On 22 Nov 2012, at 12:06 PM, Volker Götz wrote:

> Hi,
> 
> Am 22.11.2012 um 11:42 schrieb Rutledge Shawn:
> 
>> I don't understand either; I thought that frameworks have the advantage of 
>> being shared between applications.  If one application includes Qt 5.0.0 in 
>> the .app bundle and another includes 5.0.1, and you run both of them, does 
>> it mean that you will have duplicates of all the libraries that those apps 
>> need, in memory?  It's bad enough that they will be duplicated on disk, but 
>> I know it's becoming the norm not to worry about that, in exchange for not 
>> having the problems that Windows often does with incompatible DLL versions.  
>> But we guarantee binary compatibility, so shouldn't it be OK for an 
>> application installer to upgrade the system Qt framework at the same time, 
>> the way an application's Windows installer would typically do?  (I'm 
>> referring to ordinary users rather than developers)
> 
> Usually, there are NO application installers on the Mac.
> 
> The regular way is to have application bundles (directories with a certain 
> structure; the name ends on .app and is treated like a single file in the 
> Finder) that contain everything that is needed to run the program, including 
> all libraries and/or frameworks that are not pre-installed on the system.
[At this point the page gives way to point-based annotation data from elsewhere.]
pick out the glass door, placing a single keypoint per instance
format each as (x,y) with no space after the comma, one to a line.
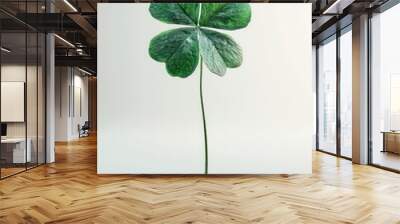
(326,60)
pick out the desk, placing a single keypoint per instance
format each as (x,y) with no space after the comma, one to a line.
(13,150)
(391,141)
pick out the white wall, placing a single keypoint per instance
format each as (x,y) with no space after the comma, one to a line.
(68,81)
(259,116)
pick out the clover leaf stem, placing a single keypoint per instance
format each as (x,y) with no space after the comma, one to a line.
(204,117)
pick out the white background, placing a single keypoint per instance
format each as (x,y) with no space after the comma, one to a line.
(259,116)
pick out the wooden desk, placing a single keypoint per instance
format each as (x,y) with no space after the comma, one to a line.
(391,141)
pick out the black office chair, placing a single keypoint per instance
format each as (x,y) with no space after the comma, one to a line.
(84,130)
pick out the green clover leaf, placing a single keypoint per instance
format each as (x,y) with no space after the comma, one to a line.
(181,49)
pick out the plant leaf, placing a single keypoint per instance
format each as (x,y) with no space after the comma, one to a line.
(175,13)
(219,51)
(227,16)
(178,48)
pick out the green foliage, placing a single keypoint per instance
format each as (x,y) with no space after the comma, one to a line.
(180,49)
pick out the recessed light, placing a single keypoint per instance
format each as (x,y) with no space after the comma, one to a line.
(5,50)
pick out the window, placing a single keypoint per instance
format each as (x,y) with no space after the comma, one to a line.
(327,96)
(385,89)
(346,93)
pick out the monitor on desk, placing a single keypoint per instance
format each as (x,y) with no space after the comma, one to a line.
(3,130)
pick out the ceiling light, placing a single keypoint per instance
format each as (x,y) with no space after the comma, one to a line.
(65,41)
(70,5)
(337,7)
(84,71)
(5,50)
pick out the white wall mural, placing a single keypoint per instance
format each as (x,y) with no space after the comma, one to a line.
(204,88)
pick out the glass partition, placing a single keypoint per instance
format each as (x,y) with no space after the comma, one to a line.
(385,89)
(22,101)
(327,96)
(14,155)
(346,93)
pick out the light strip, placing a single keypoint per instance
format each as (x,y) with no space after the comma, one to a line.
(331,7)
(84,71)
(70,5)
(64,40)
(5,50)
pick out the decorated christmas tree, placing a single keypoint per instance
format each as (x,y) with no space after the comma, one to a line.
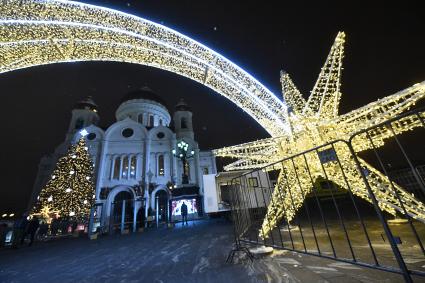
(70,190)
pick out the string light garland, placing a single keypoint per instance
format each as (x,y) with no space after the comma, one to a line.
(69,195)
(315,122)
(37,32)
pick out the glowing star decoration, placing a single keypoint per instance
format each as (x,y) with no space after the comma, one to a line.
(84,132)
(314,122)
(38,32)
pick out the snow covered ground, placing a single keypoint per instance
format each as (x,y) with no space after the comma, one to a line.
(194,253)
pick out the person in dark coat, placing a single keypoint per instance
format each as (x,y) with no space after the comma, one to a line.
(32,229)
(184,212)
(19,228)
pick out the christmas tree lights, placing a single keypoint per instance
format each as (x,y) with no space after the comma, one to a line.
(316,122)
(70,190)
(37,32)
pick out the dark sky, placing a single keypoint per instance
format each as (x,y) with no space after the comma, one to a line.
(384,53)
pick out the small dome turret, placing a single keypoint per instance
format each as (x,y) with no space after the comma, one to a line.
(87,104)
(144,93)
(182,106)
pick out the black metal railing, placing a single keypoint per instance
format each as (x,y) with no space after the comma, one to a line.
(329,202)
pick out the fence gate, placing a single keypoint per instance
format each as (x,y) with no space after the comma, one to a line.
(355,201)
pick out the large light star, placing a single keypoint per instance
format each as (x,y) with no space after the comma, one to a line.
(315,122)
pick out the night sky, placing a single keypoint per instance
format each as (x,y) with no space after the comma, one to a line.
(385,47)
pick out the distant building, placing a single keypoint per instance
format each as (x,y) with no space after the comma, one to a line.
(134,158)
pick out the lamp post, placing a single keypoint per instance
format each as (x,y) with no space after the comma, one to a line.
(182,152)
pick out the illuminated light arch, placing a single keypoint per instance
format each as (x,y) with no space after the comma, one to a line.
(38,32)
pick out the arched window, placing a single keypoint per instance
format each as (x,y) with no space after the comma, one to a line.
(187,169)
(79,124)
(140,119)
(133,167)
(161,169)
(117,166)
(183,123)
(124,168)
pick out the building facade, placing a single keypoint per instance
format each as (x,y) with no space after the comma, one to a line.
(137,158)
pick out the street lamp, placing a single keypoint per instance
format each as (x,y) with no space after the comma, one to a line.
(182,152)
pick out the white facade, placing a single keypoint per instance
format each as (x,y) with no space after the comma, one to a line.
(135,153)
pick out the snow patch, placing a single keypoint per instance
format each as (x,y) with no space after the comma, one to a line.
(202,264)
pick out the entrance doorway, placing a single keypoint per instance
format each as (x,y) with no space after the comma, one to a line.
(117,210)
(163,215)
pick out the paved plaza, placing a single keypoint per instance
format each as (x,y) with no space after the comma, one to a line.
(193,253)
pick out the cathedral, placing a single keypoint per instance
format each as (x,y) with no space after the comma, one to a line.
(147,157)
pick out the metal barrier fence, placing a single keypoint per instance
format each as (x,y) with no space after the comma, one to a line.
(329,202)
You 
> just put that application binary into a ZIP or (preferrably) a disk image 
> (DMG) and the user just drags and drops the application to a place on the 
> filesystem.

Yeah I know, and that's very convenient, but I've seen installers sometimes 
too.  

We could even offer a way to make it easy for application developers to make 
installers, in order to standardize the Qt framework installation at bit more.  
For example QBS could generate a target to build an installer.  If it will save 
memory on users' systems, it seems like a good thing, right?

Or maybe an application could install or upgrade the framework the first time 
it is run, and then delete its own copy from inside the .app bundle?  I'm sure 
that's unconventional, but I wonder if it's possible.

> Using frameworks inside an application bundle is possible, but a bit 
> overkill, as one does not need to ship the header files in a release version 
> (it bloats the size of the application bundle too).